Pharmacy Courses

What Exactly the RTR Stand’s for in ANDA?

Let’s understand "Refuse to Receive" (RTR) with an Example:

Imagine a pharmaceutical company, PharmaX, is preparing an ANDA to get approval for their generic version of a widely used pain relief medication. They have completed their formulation, manufacturing process, and stability testing, and they're ready to submit their application to the regulatory agency, the U.S. Food and Drug Administration (FDA).

PharmaX compiles all the necessary documents, data, and forms as required by the FDA's submission guidelines. This includes information about the drug's composition, manufacturing process, bioequivalence studies, labeling, and stability data.

Upon submission, the FDA's review team begins assessing the application. During the initial screening, they identify some issues in PharmaX's submission:

1. Incomplete Stability Data: The FDA guidelines specify that stability data should be provided for a minimum of 180 days to demonstrate the product's shelf life. However, PharmaX's submission only includes stability data for 150 days.

2. Missing Bioequivalence Data: The submission lacks crucial bioequivalence studies that compare PharmaX's generic product to the reference (innovator) product.
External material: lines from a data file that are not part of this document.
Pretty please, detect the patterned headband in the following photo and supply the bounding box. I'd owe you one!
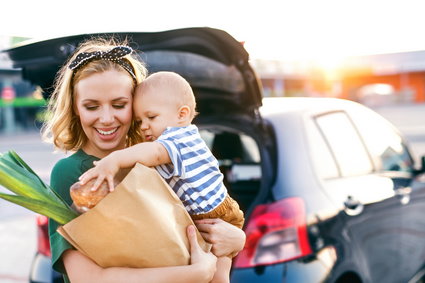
[69,46,137,81]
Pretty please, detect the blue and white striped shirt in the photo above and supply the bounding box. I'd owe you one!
[156,125,227,215]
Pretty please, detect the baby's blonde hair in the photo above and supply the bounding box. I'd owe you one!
[41,38,147,151]
[136,71,198,120]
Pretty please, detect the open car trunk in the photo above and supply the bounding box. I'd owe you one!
[5,28,261,115]
[5,28,273,215]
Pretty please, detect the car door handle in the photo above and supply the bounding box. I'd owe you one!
[395,187,412,204]
[344,196,364,216]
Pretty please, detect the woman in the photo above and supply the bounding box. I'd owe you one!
[43,39,245,282]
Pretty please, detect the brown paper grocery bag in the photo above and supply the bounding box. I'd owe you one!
[58,164,210,267]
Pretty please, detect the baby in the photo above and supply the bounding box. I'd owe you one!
[80,72,244,282]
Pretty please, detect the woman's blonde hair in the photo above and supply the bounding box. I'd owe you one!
[41,38,147,151]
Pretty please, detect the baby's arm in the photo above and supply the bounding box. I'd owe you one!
[79,142,171,191]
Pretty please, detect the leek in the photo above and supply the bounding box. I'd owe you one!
[0,151,78,224]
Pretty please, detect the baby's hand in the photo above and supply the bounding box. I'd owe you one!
[79,157,120,192]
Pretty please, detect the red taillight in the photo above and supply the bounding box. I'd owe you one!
[234,197,312,268]
[37,215,51,257]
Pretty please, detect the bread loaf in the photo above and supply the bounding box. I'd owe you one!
[69,179,109,210]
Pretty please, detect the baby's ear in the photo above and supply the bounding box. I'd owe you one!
[179,105,191,121]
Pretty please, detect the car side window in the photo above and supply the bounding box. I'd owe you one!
[316,111,373,177]
[346,108,413,172]
[306,119,339,180]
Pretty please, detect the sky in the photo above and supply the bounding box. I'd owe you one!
[0,0,425,64]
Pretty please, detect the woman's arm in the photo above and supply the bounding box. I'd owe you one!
[63,226,217,283]
[195,218,246,257]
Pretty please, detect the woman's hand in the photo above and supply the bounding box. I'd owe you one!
[187,225,217,282]
[195,218,246,257]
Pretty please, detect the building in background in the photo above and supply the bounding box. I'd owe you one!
[252,51,425,106]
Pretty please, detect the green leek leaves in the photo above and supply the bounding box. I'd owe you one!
[0,151,78,224]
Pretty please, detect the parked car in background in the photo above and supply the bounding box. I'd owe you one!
[7,28,425,283]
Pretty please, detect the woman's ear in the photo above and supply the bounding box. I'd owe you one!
[178,105,191,122]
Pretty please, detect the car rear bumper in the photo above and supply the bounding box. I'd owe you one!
[230,254,334,283]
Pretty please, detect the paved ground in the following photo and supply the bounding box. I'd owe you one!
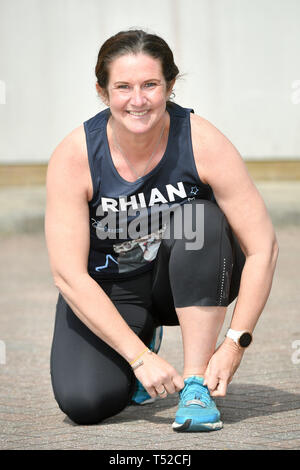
[0,182,300,451]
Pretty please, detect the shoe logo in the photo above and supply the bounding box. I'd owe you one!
[186,399,205,408]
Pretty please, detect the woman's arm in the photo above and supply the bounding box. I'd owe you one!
[45,131,145,362]
[191,116,278,395]
[45,128,184,396]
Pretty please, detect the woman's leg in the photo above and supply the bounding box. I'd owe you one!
[153,200,244,377]
[51,273,155,424]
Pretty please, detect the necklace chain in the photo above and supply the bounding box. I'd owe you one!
[112,116,166,179]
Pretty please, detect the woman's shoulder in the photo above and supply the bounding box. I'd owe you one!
[191,113,229,146]
[48,124,92,198]
[191,113,241,182]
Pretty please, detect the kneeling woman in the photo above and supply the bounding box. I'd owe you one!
[45,30,278,431]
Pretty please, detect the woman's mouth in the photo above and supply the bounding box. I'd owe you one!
[127,110,148,116]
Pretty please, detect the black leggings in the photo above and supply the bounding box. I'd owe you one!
[50,200,245,424]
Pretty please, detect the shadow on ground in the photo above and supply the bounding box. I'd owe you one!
[64,384,300,426]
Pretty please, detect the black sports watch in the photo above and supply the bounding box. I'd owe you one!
[226,328,253,348]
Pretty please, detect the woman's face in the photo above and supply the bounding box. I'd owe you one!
[101,53,172,138]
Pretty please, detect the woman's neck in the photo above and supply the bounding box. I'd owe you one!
[107,112,170,161]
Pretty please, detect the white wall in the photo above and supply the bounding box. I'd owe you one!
[0,0,300,162]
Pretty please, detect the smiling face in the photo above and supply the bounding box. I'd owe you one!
[98,53,173,134]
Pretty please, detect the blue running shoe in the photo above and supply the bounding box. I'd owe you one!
[131,326,163,405]
[172,376,223,432]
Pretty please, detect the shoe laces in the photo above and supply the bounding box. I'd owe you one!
[180,377,212,407]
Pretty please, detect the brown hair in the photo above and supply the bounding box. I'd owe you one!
[95,30,179,95]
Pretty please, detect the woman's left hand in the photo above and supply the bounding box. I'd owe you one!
[204,338,244,397]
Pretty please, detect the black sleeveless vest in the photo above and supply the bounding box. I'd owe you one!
[84,103,214,280]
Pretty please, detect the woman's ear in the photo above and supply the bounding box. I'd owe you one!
[96,82,109,106]
[167,78,176,100]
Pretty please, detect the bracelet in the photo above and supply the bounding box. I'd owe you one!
[129,348,152,366]
[131,359,144,370]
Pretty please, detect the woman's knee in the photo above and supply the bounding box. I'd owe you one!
[57,391,128,425]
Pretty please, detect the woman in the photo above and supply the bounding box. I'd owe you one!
[45,30,278,431]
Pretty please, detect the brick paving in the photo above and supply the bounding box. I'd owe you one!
[0,182,300,451]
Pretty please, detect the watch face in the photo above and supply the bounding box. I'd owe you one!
[239,333,252,348]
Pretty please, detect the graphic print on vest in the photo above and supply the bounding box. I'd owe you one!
[91,182,204,274]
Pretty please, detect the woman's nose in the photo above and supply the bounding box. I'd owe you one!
[131,88,146,106]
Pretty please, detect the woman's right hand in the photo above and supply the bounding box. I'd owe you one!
[134,352,184,398]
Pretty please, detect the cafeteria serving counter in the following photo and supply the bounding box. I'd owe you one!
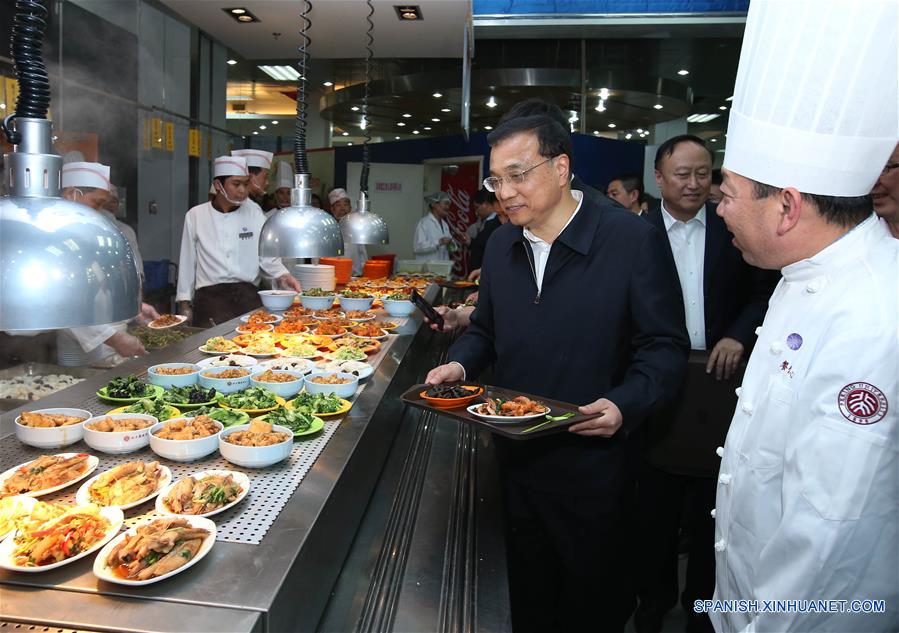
[0,287,511,633]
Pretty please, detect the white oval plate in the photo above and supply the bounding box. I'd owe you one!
[94,516,215,587]
[0,495,37,541]
[156,470,250,517]
[0,508,125,573]
[196,352,259,368]
[75,464,172,510]
[465,402,552,424]
[0,453,100,497]
[147,314,187,330]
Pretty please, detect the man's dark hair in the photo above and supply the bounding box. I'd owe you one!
[750,179,873,227]
[655,134,715,169]
[609,174,645,195]
[472,187,496,205]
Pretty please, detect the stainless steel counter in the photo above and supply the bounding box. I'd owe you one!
[0,288,508,631]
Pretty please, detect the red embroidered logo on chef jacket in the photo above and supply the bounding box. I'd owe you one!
[837,382,889,425]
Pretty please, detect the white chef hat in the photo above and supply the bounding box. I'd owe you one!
[212,156,248,178]
[231,149,274,169]
[275,160,294,189]
[724,0,899,197]
[62,162,109,191]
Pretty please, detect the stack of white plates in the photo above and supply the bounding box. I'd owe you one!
[293,264,337,290]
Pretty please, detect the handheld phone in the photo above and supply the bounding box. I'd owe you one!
[412,288,443,330]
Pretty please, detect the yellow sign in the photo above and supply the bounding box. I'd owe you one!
[187,128,200,158]
[150,117,162,149]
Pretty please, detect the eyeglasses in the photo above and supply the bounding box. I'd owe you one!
[484,156,555,193]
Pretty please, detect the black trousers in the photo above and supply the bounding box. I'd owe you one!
[503,481,636,633]
[193,282,262,327]
[637,464,716,617]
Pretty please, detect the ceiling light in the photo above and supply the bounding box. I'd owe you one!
[393,4,422,22]
[258,66,300,81]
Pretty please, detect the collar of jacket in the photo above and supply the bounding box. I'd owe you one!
[509,191,602,255]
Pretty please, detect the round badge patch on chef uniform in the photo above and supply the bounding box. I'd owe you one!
[837,382,889,425]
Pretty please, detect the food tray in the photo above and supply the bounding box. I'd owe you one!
[400,382,596,440]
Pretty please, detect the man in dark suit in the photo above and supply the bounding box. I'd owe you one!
[635,135,776,633]
[427,102,688,633]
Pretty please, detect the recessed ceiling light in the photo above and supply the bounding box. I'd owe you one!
[393,4,422,22]
[258,66,300,81]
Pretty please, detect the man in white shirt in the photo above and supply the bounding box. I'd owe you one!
[412,191,453,261]
[328,187,368,277]
[175,156,300,327]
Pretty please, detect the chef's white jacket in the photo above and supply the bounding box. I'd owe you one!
[710,215,899,632]
[175,199,287,301]
[412,212,452,261]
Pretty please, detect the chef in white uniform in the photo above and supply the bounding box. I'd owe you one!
[57,161,159,365]
[412,191,453,261]
[328,187,368,277]
[175,156,300,327]
[231,149,273,211]
[710,0,899,632]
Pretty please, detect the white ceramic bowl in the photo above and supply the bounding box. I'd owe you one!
[150,418,225,462]
[84,413,159,455]
[384,299,415,316]
[300,295,335,310]
[16,408,93,448]
[250,367,303,399]
[259,290,297,311]
[306,371,359,398]
[219,424,293,468]
[147,363,200,389]
[199,367,252,393]
[340,296,375,312]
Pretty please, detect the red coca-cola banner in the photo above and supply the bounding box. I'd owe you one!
[440,162,481,277]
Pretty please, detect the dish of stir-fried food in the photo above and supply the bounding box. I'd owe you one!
[85,418,155,433]
[19,411,87,428]
[13,506,111,567]
[0,453,90,497]
[474,396,549,417]
[162,473,243,515]
[224,420,293,446]
[106,519,210,580]
[87,462,163,506]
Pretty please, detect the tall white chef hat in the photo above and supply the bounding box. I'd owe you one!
[231,149,273,169]
[212,156,248,178]
[62,162,109,191]
[275,160,294,189]
[724,0,899,197]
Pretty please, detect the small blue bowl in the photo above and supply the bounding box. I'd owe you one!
[300,295,334,310]
[200,367,250,393]
[250,368,303,399]
[147,363,200,389]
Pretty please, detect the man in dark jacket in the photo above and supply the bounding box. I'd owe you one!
[427,106,688,632]
[634,134,779,633]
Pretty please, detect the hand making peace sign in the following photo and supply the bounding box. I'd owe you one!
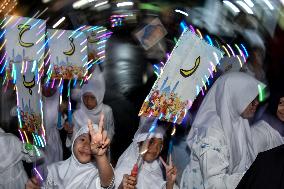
[88,114,110,156]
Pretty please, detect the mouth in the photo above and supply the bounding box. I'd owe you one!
[78,148,92,156]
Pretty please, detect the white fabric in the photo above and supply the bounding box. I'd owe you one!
[115,117,178,189]
[251,121,284,153]
[181,72,260,189]
[0,128,34,189]
[42,91,63,177]
[66,67,114,147]
[43,124,101,189]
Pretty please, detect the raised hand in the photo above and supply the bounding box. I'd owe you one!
[160,155,177,188]
[88,114,110,156]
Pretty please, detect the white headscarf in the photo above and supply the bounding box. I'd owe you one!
[74,66,105,127]
[46,124,100,189]
[115,117,166,189]
[188,72,260,173]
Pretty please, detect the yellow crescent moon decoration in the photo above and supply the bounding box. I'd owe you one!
[23,75,35,95]
[180,56,200,78]
[18,24,34,47]
[87,31,100,43]
[63,37,75,56]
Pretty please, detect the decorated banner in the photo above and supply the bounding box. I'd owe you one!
[135,18,167,50]
[82,26,112,63]
[12,61,45,147]
[139,30,223,123]
[218,55,245,73]
[47,29,88,80]
[3,16,46,79]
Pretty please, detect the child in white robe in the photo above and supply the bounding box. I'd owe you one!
[65,66,114,147]
[181,72,266,189]
[115,117,177,189]
[41,88,63,177]
[26,116,115,189]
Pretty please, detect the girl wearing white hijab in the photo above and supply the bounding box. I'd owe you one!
[42,88,63,175]
[115,117,177,189]
[181,72,260,189]
[66,66,114,147]
[0,128,40,189]
[26,116,114,189]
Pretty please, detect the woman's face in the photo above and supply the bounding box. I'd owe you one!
[73,133,92,164]
[241,97,259,119]
[277,97,284,121]
[140,138,163,163]
[83,92,97,110]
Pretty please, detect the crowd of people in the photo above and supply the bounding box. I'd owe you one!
[0,34,284,189]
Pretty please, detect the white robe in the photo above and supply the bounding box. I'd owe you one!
[66,67,114,147]
[42,122,113,189]
[252,121,284,153]
[42,91,63,175]
[115,117,177,189]
[0,128,36,189]
[181,72,266,189]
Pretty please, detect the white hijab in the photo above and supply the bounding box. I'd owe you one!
[115,117,166,189]
[188,72,260,173]
[46,124,100,189]
[74,66,105,129]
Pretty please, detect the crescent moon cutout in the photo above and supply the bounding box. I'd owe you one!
[180,56,200,78]
[18,24,34,47]
[63,37,75,56]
This is a fundamental requirement to establish that the generic is therapeutically equivalent.

3. Formatting Errors: Some sections of the submission are not organized according to the FDA's formatting guidelines, making it difficult for the reviewers to navigate the information.

Based on these issues, the FDA's review team determines that PharmaX's application is deficient and cannot be accepted for review in its current state. They issue a "Refuse to Receive" (RTR) designation to PharmaX, notifying them of the deficiencies and outlining the specific reasons for the refusal.

PharmaX receives the RTR notification and reviews the issues pointed out by the FDA. They recognize the need to address the stability data duration, provide the missing bioequivalence studies, and correct the formatting errors.

PharmaX revises their submission to include stability data for the required 180 days, conducts the necessary bioequivalence studies, and reorganizes their submission to adhere to the FDA's formatting guidelines.

After making the necessary corrections, PharmaX resubmits their revised ANDA to the FDA. This time, the application meets all the regulatory requirements, and the stability data covers the full 180-day period. The bioequivalence studies also demonstrate the therapeutic equivalence of their generic product to the reference product.

The FDA accepts PharmaX's resubmission, and the ANDA enters the review process. While the RTR caused a delay in the overall timeline, addressing the deficiencies ensured that PharmaX's application was now complete and eligible for review.